Gender imbalance is another worrying factor for Beijing. In 2010, 118 men were born for every 100 women (the result of cultural preferences for a son leading to abortions). Ten years later, that figure is down to 111. The result is that China has entered an age in which 30-40 million men, aged 20 to 45, will never find female companionship. Sociologists believe that sexually frustrated males lead to crime, violence, and sometimes war.
Guarding against or suppressing unrest would inhibit the economic growth and modernisation that underpins China as a superpower. Furthermore, if the Communist Party has to divert increasing resources to looking after an ageing population and away from promoting growth, investing in innovation, and military or international expenditure, this does not bode well for Xi Jinping's "rejuvenation of the Chinese people".
The one-child policy was viciously implemented, but its opposite, a requirement to have two children, is not conceivable. Meanwhile, policies to encourage having children have not worked in the free societies of South Korea, Singapore, Japan or Taiwan. Even offsetting the effects of demography is proving hard. The UK managed to raise the pension age, yet the CCP has for years hesitated in the face of popular opposition. That is the trouble with one-party rule: it is brittle and ultimately afraid of the people.
The second D is debt. China is fighting this addiction, but the overall burden continues to rise. Capital is not being allocated efficiently.
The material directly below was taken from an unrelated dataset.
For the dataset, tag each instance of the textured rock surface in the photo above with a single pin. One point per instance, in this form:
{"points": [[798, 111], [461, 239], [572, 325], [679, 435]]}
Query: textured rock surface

This has been going on for a long time, and a crisis may be avoided for some years, but ultimately the costs have to be borne by people, companies or the state. Either way, it is not conducive to the sustained economic rise necessary to underpin superpower status.
The third D, drought, is less mentioned, but its economic and social effects may be devastating. Twelve northern provinces - with roughly half of China's industry, power generation, agriculture and population - suffer from either acute water scarcity or water scarcity. Shifting water from the south, which has 80 per cent of the reserves, through the South North Water Transfer Project at best provides a short-term palliative. That 28,000 rivers have disappeared over a 20-year span underlines how unsustainable is the current model.
Finally, China's education problems cannot be rectified in time. Only 30 per cent of the nation's workforce has completed secondary education. No country has escaped the fabled "middle-income trap" with a workforce less than 60 per cent educated to full secondary level. Efforts to right this take a long time. Some 70 per cent of children are in the countryside (as urbanites have fewer children) and a large proportion suffer from malnutrition. No amount of later vocational training will provide a hi-tech workforce if it has to rely on those who have not learnt how to learn.
Solving the challenge of the four Ds is surely made more difficult for the CCP by its reliance on top-down command and inspection. Xi has chosen to eschew the help of civil society, an independent judiciary, a free media and any form of political accountability; in sum, no political reform.
Without a solid economic base, the chances are that China will not supplant the US as the world's superpower. It may not even be the largest economy for long. But what we must all hope for is a Goldilocks China. Too hot and the bullying assertiveness of today may get worse; too cold and a Chinese economic crash, or worse political chaos, would spell global misery.